Quenepa is a Spanish-language name for a tiny fruit with thick skin. There are nearly 20 names for it, a posting on website. Guinep is one that English speakers most often use.
The Flatbush grocer also sells an extensive selection of packaged goods such as $2.29 bags of pigeon peas (aka gandules) and $2 bags of chewy ginger candy.
Caribbean-themed comedy at Kings Theatre
When you’re strolling from Star Best Farm Market to Flatbush Caton Market, you’ll pass Erasmus Hall High School at 911 Flatbush Ave.
It looks like a castle. Famous alumni include singers Barbra Streisand and Neil Diamond.

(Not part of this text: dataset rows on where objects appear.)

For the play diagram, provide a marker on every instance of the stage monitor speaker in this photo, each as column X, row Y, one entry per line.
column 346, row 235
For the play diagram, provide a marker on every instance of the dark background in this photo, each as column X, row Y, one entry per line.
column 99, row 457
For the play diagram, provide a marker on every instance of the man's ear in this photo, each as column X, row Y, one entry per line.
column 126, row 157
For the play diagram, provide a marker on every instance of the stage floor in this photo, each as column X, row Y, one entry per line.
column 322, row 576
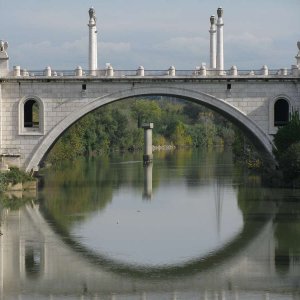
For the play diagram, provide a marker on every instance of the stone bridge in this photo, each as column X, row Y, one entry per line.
column 257, row 104
column 37, row 107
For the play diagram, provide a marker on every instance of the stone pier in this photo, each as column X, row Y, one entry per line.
column 148, row 156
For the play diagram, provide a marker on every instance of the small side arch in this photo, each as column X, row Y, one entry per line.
column 31, row 116
column 280, row 108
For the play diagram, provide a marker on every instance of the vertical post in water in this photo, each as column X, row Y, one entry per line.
column 92, row 42
column 220, row 42
column 213, row 45
column 148, row 156
column 148, row 181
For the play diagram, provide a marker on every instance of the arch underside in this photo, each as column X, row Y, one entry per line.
column 261, row 140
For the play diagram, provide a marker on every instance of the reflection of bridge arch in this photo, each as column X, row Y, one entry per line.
column 259, row 137
column 59, row 264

“My platforms are a melting pot for the Caribbean,” Hype said in a 2016 Carribbean Beat Magazine story. “Everyone can unify and we all laugh and joke as one.”
Kings Theatre at 1027 Flatbush Ave. reopened in February 2015 following a $94 million renovation. It had sat vacant and deteriorating for several decades.
This French Renaissance-style Flatbush building was originally the Loew’s Kings movie house, which opened in 1929. Its design was inspired by Versailles Palace and the Paris Opera House.